Rationale: Posttraumatic stress disorder (PTSD) and alcoholism are frequently comorbid, suggesting the possibility of overlapping neural substrates. The neurokinin 1 (NK1) receptor for substance P (SP) has been implicated in both stress- and alcohol-related behaviors. The NK1 antagonist aprepitant, clinically available as a treatment for chemotherapy-induced nausea, offers a tool to probe a potential role of the SP/NK1 system in comorbid PTSD and alcoholism.

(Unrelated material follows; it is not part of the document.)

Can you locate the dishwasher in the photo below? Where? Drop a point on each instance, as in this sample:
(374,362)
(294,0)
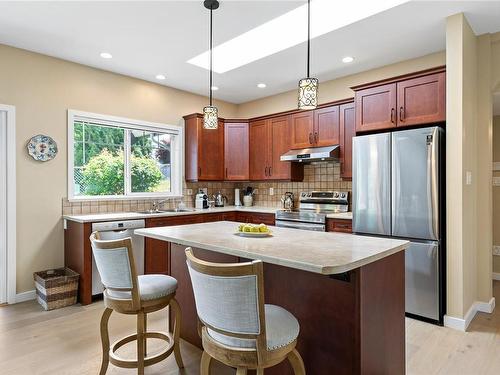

Objectives: The aim of this study is to evaluate the efficacy of aprepitant for treatment of comorbid PTSD and alcoholism. Methods: Fifty-three patients with PTSD and alcoholism were admitted for 4 weeks to an inpatient unit at the NIH Clinical Center and randomized to double-blind aprepitant (125 mg/day; based on PET studies reporting >90 % central receptor occupancy at this dose) or placebo. After reaching steady state, subjects were assessed for PTSD symptom severity, behavioral and neuroendocrine responses to stress and alcohol cues, and functional magnetic resonance imaging (fMRI) responses to stimuli with positive or negative emotional valence. Results: Aprepitant treatment had no effect on PTSD symptoms or subjective or physiological responses to stress or alcohol cues. However, aprepitant robustly potentiated ventromedial prefrontal cortex (mPFC) fMRI responses to aversive visual stimuli. Conclusions: Despite the lack of effect on PTSD symptoms and responses to stress/alcohol cues, NK1 antagonism activated the ventral mPFC, an area considered hypoactive in PTSD, during exposure to aversive stimuli. Because this brain area is critically important for extinction of fear memories and in alcohol craving and relapse, our finding suggests that NK1 antagonism might be a useful pharmacological treatment to enhance extinction-based cue-exposure therapies.